The Emerging Chaos Mythology of World War One
How Peter Jackson and J.R.R Tolkien - Along with Sam Mendes - Forged An Emerging Mythos
In an age of Chaos Magic impacting upon our lives in everything from propaganda and counter-propaganda, and on to computer games and marketing, one particular development I have been paying close attention to is the transformation of World War One into an emerging mythology of the present and of the future. The catalyst of all this being the unlikely figure of movie director Peter Jackson.
Jackson, and we know, was the director of the magnificent Lord of the Rings movie trilogy. His screen adaptation of J.R.R Tolkien's Middle Earth mythological cycle has become one of the defining and greatly loved cinematic masterpieces of modern times. A colossal level of psyche charge has been poured into these three movies during the last twenty years. Due to the countless millions who have taken the story of the Fellowship into their hearts. Finding it both deeply moving and inspiring within their own lives. As indeed readers of novel had likewise experienced during the latter half of the 20th Century.
The author of Lord of the Rings, and the creator of the remarkable Middle Earth mythology, J.R.R Tolkien was himself a veteran of World War One, and indeed began the earliest drafts of his mythology with the initial outline of the Silmarillion while still in the trenches of the Western Front. What Tolkien witnessed – in terms of the bravery and tenacity of ordinary men – during the horrors of trench warfare also made its way into the Lord of the Rings story in the characters of Frodo and Sam. The two Hobbits carrying the Ring of Power to the fires of Mordor. Regardless of the hardships they both endured along the way.
In 1918, Peter Jackson then directed the documentary They Shall Not Grow Old which took old newsreel footage of World War One, and by using the latest computer technology colourised, speed-corrected and even used lip readers to bring the century-long silent voices of the unknown soldiers – seen in these reels of old film— back to life. It was a remarkable and complex undertaking which amazed and moved everyone who has watched They Shall Not Grow Old.
Even so, the computer generated recreations of the old films have an almost painterly and dreamlike quality about them. They appear strangely mythological and otherworldly in terms of their visual gravitas. Rather than that of cold and harsh portrayals of the Great War between 1914 and 1918.
Where this gets really interesting, is that in 2019, director Sam Mendes – inspired by the stories of a relative during his time in World War One, created his own cinematic masterpiece 1917. Which for all intents and purposes has a story-line which bears an uncanny parallel to that of Sam and Frodo traveling across Middle Earth on their way to Mordor. In this case, the plot revolves around two ordinary service men having to deliver orders to call off a doomed attack upon the German lines in which one of the two men’s brother will almost certainly be killed.
In one particular part of 1917, the two men are ostensibly moving across a landscape of dead bodies and mud-filled shell craters which is not too dissimilar to that of Sam and Frodo crossing the Dead Marshes in both the novel and movie adaptation of Lord of the Rings. Likewise 1917, also deeply impacts upon the emotional charge of the viewer to the point that people who do not even like war movies found 1917 a deeply moving cinematic experience.

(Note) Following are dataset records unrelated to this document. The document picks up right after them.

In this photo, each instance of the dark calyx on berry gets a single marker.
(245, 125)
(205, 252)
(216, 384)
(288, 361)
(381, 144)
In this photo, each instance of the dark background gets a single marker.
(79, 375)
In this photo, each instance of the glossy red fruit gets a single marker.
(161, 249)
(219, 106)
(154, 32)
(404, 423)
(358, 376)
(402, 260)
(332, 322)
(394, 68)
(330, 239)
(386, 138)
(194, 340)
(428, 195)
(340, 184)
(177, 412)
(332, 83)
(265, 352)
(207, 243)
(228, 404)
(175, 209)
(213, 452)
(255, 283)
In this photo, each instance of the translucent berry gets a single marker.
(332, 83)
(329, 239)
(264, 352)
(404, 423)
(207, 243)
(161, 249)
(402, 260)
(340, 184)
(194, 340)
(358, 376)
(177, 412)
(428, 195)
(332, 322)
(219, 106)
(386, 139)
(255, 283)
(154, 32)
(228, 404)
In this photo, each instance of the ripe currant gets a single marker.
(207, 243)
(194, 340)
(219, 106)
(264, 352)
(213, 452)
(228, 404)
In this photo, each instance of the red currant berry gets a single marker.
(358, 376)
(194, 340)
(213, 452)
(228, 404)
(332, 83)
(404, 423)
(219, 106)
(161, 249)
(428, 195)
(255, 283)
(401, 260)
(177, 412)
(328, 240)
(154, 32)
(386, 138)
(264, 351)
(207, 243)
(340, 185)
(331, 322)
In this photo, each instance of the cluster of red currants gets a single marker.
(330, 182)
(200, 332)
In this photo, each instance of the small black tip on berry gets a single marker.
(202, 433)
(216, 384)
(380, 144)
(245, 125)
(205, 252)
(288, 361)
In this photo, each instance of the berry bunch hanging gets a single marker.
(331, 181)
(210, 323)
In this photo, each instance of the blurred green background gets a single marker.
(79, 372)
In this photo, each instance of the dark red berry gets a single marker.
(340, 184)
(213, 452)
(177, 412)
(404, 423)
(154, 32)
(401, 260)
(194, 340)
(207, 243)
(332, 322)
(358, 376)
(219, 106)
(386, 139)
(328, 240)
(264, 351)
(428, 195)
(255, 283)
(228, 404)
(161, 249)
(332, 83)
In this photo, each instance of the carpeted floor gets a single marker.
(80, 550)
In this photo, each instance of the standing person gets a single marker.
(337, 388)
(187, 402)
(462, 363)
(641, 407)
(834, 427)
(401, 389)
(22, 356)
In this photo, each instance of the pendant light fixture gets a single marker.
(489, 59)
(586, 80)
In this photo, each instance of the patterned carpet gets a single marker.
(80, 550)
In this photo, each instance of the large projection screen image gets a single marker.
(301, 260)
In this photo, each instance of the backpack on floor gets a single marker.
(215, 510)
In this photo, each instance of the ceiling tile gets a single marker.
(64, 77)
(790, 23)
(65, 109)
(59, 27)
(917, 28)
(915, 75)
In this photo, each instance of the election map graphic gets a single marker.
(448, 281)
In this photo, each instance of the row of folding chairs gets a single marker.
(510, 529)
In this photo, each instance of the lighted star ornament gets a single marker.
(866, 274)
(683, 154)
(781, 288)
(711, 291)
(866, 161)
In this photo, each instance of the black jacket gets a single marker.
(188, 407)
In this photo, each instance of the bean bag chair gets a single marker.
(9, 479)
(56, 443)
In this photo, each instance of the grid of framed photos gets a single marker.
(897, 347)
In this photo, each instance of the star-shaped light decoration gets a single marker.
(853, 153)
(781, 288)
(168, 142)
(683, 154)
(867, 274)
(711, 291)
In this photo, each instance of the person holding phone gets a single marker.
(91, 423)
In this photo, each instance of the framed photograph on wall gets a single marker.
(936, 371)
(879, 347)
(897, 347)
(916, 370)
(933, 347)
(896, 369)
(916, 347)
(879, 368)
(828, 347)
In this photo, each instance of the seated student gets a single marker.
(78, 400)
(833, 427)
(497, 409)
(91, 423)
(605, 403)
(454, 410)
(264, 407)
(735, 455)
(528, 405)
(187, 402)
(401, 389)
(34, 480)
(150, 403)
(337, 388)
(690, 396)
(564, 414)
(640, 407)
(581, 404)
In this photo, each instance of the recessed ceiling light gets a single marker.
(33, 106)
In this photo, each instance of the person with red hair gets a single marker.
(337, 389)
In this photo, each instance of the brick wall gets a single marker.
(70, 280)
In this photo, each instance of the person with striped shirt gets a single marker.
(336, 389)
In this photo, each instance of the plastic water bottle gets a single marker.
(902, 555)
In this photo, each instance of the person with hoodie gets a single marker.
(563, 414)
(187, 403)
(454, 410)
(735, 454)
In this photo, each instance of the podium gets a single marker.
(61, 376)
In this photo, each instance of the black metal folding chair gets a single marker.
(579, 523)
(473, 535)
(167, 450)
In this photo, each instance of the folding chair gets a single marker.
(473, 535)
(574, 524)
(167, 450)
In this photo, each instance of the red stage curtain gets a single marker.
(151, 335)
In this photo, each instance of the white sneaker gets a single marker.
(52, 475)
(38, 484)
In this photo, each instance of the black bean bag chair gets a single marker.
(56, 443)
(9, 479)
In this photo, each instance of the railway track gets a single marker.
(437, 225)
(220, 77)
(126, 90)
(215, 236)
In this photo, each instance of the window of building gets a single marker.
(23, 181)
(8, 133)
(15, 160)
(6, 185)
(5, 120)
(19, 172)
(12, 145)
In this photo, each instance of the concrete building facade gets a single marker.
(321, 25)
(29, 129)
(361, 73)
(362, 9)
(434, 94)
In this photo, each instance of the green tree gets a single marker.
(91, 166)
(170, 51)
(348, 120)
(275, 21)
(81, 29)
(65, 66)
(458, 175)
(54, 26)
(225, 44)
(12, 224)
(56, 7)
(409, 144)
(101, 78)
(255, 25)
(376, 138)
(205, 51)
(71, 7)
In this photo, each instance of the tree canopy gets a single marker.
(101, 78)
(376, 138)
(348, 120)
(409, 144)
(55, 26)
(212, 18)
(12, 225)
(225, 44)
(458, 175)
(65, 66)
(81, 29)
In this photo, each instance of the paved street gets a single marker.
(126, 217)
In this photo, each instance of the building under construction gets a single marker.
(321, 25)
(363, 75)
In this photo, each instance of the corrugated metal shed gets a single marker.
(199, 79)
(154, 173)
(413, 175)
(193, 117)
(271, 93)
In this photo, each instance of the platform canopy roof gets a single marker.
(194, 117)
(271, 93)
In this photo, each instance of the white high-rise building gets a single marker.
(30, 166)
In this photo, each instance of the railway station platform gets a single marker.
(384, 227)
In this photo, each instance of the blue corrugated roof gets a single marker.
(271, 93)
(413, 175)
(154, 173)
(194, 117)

The result of all these connections - between the names and works listed above - is that; as we pass more than a century from the end of World War One, this period of history is currently passing into mythology as much as it is actual history. The recollections and psychic, emotional and cultural collective repository of what is history, and what is mythology, are becoming fused into an emerging new mythos derived from a one hundred year-plus series of passive Chaos Magic rituals. Which began with J.R.R Tolkien in the trenches of the Western Front jotting ideas into his notebooks, through the creation of his Middle Earth cycle as a successful author, followed by Peter Jackson’s cinematic adaptation of Lord of the Rings, followed then by his World War One documentary, and finally all this leading into the psychic cauldron of Sam Mendes’ 1917.
In centuries to come the horrors and stories of World War One will become akin to that of Arthurian lore rather than being consigned exclusively to the historical archives. The process has already begun.
All art is a form of magic, and when the art is capable of generating a powerful and sincere emotional response in the people exposed to it; then reality and synchronicity come into play. Not only in the aftermath of the closing of the rite - in this case the movie 1917 - but also during its creation. It is worth remembering that during the production of the second of the Lord of the Rings movies entitled The Two Towers, that the cast and crew in New Zealand witnessed the attacks upon the World Trade Center in New York during the shooting schedule. This was not an accident, nor merely a coincidence. This was the gods taking notice, and then as always, moving in their ever mysterious ways.